Apple’s strong bet on artificial intelligence (AI) chips has led to its position as the top customer for Taiwan Semiconductor Manufacturing Company, despite bleeding on its own product sales growth.
The iPhone maker has been facing tough competition in its Chinese market as the Samsung 5G phone has surpassed it and become the market leader. Weak domestic demand is further curtailing revenue, particularly for the iPad and wearables categories, which saw negative growth. Yet it has been doubling down on its partnership with TSMC, promising to buy from its U.S. government-subsidized foundries despite increased costs, and even eyeing the unreleased 2m chip, three months after it had bought TSMC’s 3m chips.

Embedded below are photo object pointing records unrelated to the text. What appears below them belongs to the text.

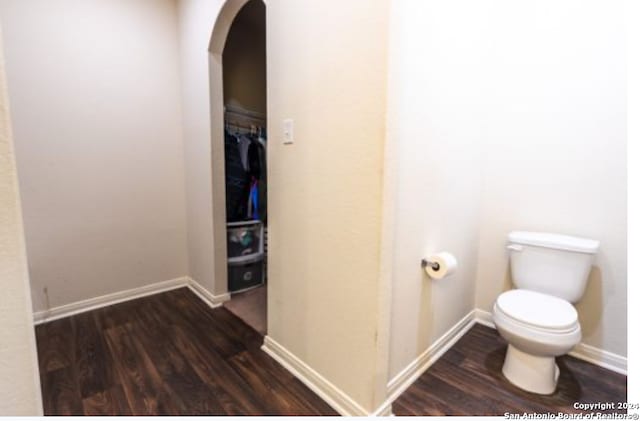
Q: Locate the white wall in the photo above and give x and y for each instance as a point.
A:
(95, 99)
(196, 21)
(19, 384)
(436, 130)
(326, 70)
(556, 139)
(508, 115)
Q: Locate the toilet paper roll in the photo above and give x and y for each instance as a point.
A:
(446, 265)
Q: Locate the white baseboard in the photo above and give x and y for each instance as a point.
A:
(582, 351)
(417, 367)
(326, 390)
(78, 307)
(212, 301)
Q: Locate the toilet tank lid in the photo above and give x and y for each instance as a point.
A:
(554, 241)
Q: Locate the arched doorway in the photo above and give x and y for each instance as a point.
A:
(224, 36)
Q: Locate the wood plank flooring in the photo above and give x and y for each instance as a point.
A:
(468, 380)
(167, 354)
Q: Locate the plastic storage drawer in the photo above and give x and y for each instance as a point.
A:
(244, 239)
(245, 273)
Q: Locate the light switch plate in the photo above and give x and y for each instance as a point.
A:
(287, 131)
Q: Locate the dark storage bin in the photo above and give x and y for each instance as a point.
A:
(244, 239)
(245, 273)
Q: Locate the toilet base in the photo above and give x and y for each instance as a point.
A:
(530, 372)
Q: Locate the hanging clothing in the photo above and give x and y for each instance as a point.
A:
(237, 180)
(246, 177)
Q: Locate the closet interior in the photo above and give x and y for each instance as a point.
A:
(245, 145)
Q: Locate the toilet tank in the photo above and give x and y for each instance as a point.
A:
(553, 264)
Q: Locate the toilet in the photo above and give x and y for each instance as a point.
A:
(537, 319)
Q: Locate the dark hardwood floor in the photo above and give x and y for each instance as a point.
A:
(468, 380)
(167, 354)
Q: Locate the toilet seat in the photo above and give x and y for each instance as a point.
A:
(537, 311)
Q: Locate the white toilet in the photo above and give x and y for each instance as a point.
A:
(537, 319)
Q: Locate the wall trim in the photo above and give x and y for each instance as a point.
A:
(82, 306)
(582, 351)
(326, 390)
(401, 381)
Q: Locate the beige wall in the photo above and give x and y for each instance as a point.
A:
(244, 60)
(196, 19)
(435, 128)
(19, 384)
(556, 137)
(326, 70)
(95, 99)
(495, 133)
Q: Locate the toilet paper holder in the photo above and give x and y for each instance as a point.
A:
(433, 265)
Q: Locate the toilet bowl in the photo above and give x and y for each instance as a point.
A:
(537, 319)
(538, 328)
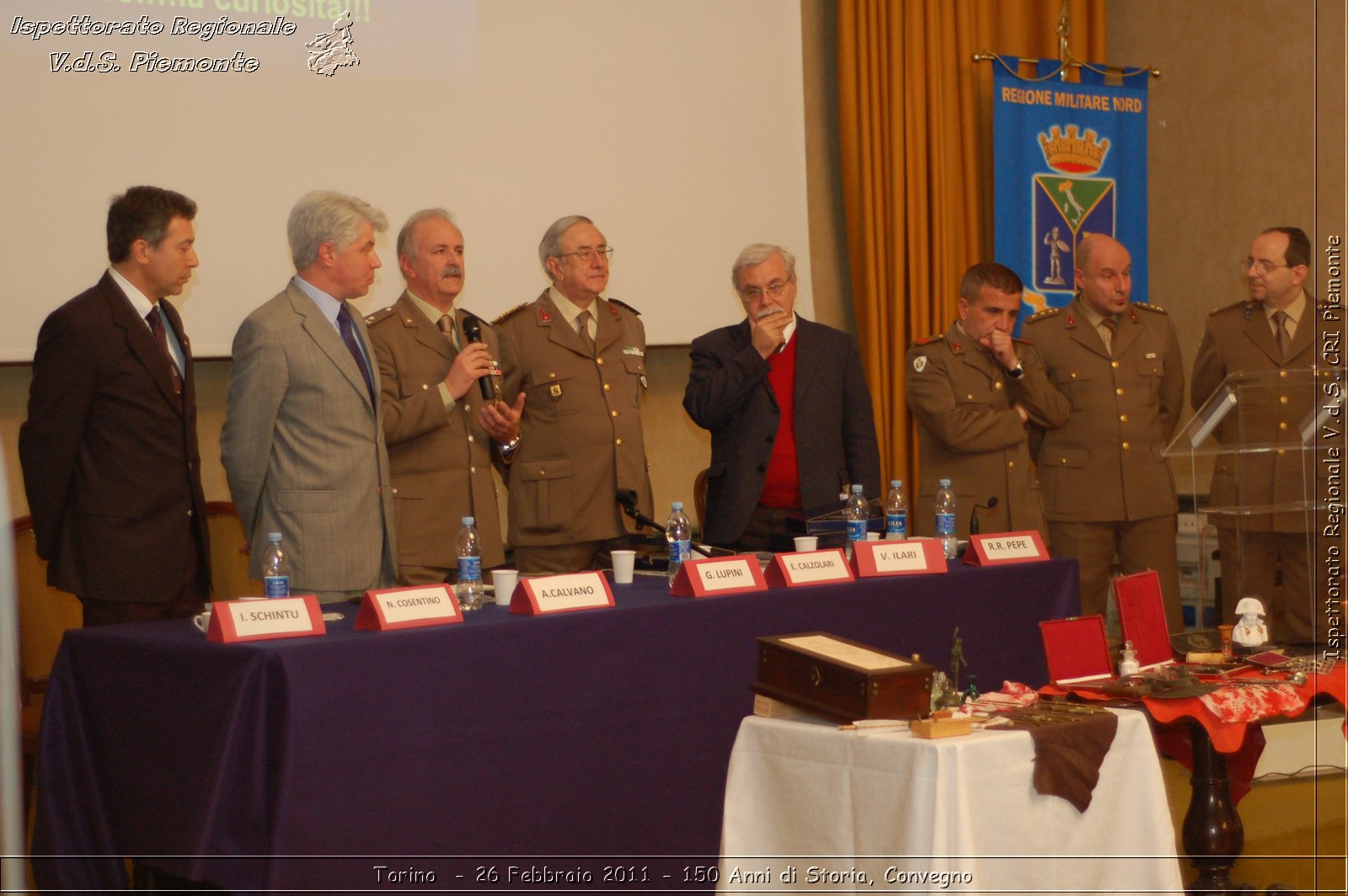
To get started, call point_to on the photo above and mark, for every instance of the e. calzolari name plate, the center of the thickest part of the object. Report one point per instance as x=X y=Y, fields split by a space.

Analysts believe that Apple is banking on AI as the main way to revive demand for its products. After facing a few setbacks in the generative AI space with the overnight success of competitor products GPT and Gemini, the company has been working to catch up with its rivals like Samsung, which have already started incorporating large-language models into its latest phones.
As its manufacturer TSMC sees even more sales growth on the horizon, Apple is hoping to ride the AI wave. Apple represented 25% of TSMC’s revenue in 2023 and is planning on incorporating AI chips into its newest Macbooks, which grew one percent this quarter.
Apple CEO Tim Cook teased that the company will reveal robust plans for AI development later this year.